UNLIKE SOME of Pope Francis's other headline-generating pronouncements, his description of Turkey's mass murder of 1.5 million Armenians during World War I as "genocide" was anything but inadvertent.
Pope Francis embraces Catholicos Karekin II, the spiritual leader of the Armenian Apostolic Church, during a mass in St. Peter's Basilica marking the 100th anniversary of the Armenian genocide. |
Speaking at the Vatican during a Sunday mass to mark the centenary of the slaughter, the pope said it is "widely considered the first genocide of the 20th century" — a quote from Pope John Paul II, who used nearly the same words in 2001. But Francis went further, equating the destruction of the Armenians to the Nazi Holocaust and the Soviet bloodbaths under Stalin. And he linked the genocidal Ottoman assault on Armenia, the world's oldest Christian nation, with the epidemic of violence against Christians today, especially by such radical Islamist terror groups as ISIS, Boko Haram, and al-Shabaab.

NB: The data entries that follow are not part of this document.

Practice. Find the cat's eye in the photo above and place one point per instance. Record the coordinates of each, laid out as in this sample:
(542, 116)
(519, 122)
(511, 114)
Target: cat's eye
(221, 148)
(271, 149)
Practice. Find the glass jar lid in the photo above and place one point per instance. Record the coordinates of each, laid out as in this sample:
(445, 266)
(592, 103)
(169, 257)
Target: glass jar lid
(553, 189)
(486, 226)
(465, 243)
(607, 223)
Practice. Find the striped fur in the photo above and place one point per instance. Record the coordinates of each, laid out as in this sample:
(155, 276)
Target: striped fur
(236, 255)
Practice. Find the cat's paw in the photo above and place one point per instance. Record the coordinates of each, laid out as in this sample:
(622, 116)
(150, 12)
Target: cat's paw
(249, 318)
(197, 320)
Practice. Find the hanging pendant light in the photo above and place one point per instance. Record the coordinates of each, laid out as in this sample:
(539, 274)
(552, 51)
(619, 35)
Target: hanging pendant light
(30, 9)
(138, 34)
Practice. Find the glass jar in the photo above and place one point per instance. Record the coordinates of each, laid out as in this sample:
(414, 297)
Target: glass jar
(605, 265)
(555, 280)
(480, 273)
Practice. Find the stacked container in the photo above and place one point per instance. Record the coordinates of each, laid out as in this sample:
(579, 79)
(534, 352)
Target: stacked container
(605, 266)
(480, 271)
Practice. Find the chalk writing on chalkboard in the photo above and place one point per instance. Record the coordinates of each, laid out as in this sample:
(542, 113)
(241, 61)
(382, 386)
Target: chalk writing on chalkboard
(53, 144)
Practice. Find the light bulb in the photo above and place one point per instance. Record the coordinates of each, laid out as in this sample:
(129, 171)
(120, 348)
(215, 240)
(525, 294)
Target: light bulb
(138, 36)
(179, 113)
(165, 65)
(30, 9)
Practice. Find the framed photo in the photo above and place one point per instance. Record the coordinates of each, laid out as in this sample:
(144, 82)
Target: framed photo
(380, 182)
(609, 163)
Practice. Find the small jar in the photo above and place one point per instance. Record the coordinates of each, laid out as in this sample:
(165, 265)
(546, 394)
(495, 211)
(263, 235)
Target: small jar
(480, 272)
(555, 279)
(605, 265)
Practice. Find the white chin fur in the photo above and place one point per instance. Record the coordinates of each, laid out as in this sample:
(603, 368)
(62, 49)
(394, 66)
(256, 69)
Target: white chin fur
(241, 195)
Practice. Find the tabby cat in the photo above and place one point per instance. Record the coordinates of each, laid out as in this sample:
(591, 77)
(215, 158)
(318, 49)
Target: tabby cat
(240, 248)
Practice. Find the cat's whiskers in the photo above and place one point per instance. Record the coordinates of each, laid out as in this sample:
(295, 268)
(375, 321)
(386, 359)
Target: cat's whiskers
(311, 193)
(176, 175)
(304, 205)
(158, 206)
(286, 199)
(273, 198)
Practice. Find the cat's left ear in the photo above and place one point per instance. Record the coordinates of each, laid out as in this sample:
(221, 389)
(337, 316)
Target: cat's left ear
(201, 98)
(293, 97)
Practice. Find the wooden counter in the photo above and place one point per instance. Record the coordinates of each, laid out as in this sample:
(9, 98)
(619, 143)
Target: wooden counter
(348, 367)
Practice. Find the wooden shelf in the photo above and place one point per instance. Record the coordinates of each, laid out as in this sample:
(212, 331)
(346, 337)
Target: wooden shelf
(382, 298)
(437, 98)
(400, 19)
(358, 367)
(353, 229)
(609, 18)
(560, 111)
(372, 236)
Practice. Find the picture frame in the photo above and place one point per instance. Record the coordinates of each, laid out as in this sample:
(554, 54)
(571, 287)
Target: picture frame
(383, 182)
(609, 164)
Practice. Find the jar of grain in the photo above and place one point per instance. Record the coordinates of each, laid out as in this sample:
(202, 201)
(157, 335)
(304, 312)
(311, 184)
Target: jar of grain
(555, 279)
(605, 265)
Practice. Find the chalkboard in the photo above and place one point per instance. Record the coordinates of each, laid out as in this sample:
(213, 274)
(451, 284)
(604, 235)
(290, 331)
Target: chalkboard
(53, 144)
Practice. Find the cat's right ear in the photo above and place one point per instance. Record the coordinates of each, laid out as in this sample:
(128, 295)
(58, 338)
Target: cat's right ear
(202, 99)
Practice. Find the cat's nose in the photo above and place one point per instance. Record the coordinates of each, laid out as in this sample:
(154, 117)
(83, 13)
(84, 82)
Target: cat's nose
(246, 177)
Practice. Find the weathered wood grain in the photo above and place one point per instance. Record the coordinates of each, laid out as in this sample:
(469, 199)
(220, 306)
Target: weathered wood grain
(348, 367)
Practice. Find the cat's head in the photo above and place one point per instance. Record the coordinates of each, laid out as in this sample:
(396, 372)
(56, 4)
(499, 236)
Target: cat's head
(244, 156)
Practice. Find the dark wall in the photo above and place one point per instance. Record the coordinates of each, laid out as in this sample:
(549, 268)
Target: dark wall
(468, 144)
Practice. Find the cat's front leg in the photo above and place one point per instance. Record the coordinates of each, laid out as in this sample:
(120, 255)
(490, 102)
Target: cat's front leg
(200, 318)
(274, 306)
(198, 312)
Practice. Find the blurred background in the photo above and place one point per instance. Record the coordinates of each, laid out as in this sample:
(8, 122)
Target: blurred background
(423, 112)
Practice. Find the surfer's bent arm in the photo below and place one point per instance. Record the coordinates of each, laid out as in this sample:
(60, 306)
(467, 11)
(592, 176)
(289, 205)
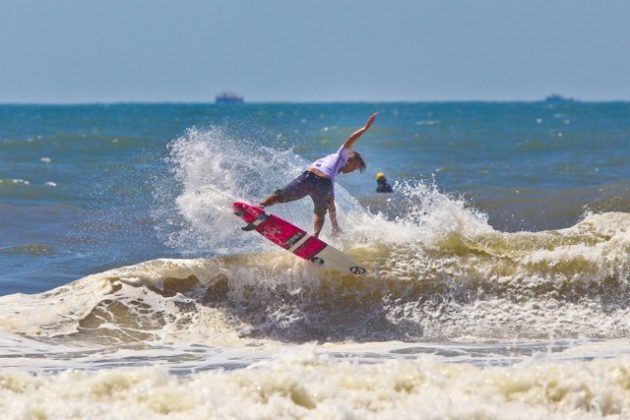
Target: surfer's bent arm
(355, 136)
(332, 211)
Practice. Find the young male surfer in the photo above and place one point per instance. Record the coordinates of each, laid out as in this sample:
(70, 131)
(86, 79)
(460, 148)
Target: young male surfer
(319, 179)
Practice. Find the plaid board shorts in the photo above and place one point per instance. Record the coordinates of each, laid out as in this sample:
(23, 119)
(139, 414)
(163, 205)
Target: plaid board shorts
(320, 189)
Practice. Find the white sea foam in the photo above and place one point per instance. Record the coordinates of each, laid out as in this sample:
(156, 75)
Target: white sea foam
(303, 383)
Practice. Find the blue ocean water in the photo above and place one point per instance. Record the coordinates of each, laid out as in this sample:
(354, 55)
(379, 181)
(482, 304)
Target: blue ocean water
(498, 281)
(78, 182)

Turkey reacted angrily, recalling its ambassador to the Vatican and accusing Francis of distorting history and spreading prejudice. On Twitter, the Turkish foreign minister denounced the pope for fueling "hatred and animosity" with his "unfounded allegations." That was no surprise, given the government's vehement history of denialism on the subject. To this day, the use of the word "genocide" to describe the killing of the Armenians is a criminal offense in Turkey, and Turkish diplomats labor mightily to defeat genocide-recognition efforts worldwide.
The journalist Thomas de Waal wrote recently in Foreign Affairs that "no other historical issue causes such anguish in Washington." The political debate over "the G-Word" has consumed countless hours, even as the historical debate — as the pope suggested — has been largely resolved. As de Waal explains, Turkey is so adamant for reasons both material and psychological. Some Turkish politicians fear that acknowledging the Ottoman-perpetrated genocide could trigger claims for financial reparations or territorial concessions. But beyond that is "the emotive power of the word," which was coined in the wake of the Holocaust and is indelibly linked in the public mind with the absolute evil of the Final Solution. "No one willingly admits to committing genocide," writes de Waal, and many Turks seethe at "being invited to compare their grandparents to the Nazis."
Yet Turkish authorities weren't always so reluctant to accurately label the genocidal evil unleashed against the Armenians a century ago.
Talaat Pasha, the powerful Ottoman interior minister during World War I, certainly didn't disguise his objective. "The Government ... has decided to destroy completely all the indicated [Armenians] persons living in Turkey," he brusquely reminded officials in Aleppo in a September 1915 dispatch. "An end must be put to their existence ... and no regard must be paid to either age or sex, or to conscientious scruples."
US Ambassador Henry Morgenthau, flooded with accounts of the torture, death marches, and butchery being inflicted on the Armenians, remonstrated with Talaat to no avail. "It is no use for you to argue," Morgenthau was told. "We have already disposed of three quarters of the Armenians.... The hatred between the Turks and Armenians is now so intense that we have got to finish them. If we don't, they will plan their revenge.... We will not have the Armenians anywhere in Anatolia."
If some of them survived, it wasn't for lack of effort by the killers. Of the roughly 2 million Armenians living in the country in 1914, 90 percent were gone by 1918. The death toll was well over one million; innumerable others fled for their lives. To read eyewitness descriptions of the ghastly cruelties the Armenian Christians were made to suffer a century ago is to be reminded that the jihadist savagery of ISIS and al-Qaeda is not an innovation.
That key fact is one the pope, to his credit, refuses to downplay: Armenians were victims not only of genocide, but also of jihad. In imploring his listeners on Sunday to hear the "muffled and forgotten cry" of endangered Christians who today are "ruthlessly put to death — decapitated, crucified, burned alive — or forced to leave their homeland," Francis was reminding the world that the price of irresolution in the face of determined Islamist violence is as steep as ever.
The jihadists of 1915 murdered "bishops and priests, religious women and men, the elderly, and even defenseless children and the infirm." The world knew what was happening; the grisly details were extensively reported at the time. Just as they are now, and with as little effect.
(Jeff Jacoby is a columnist for The Boston Globe).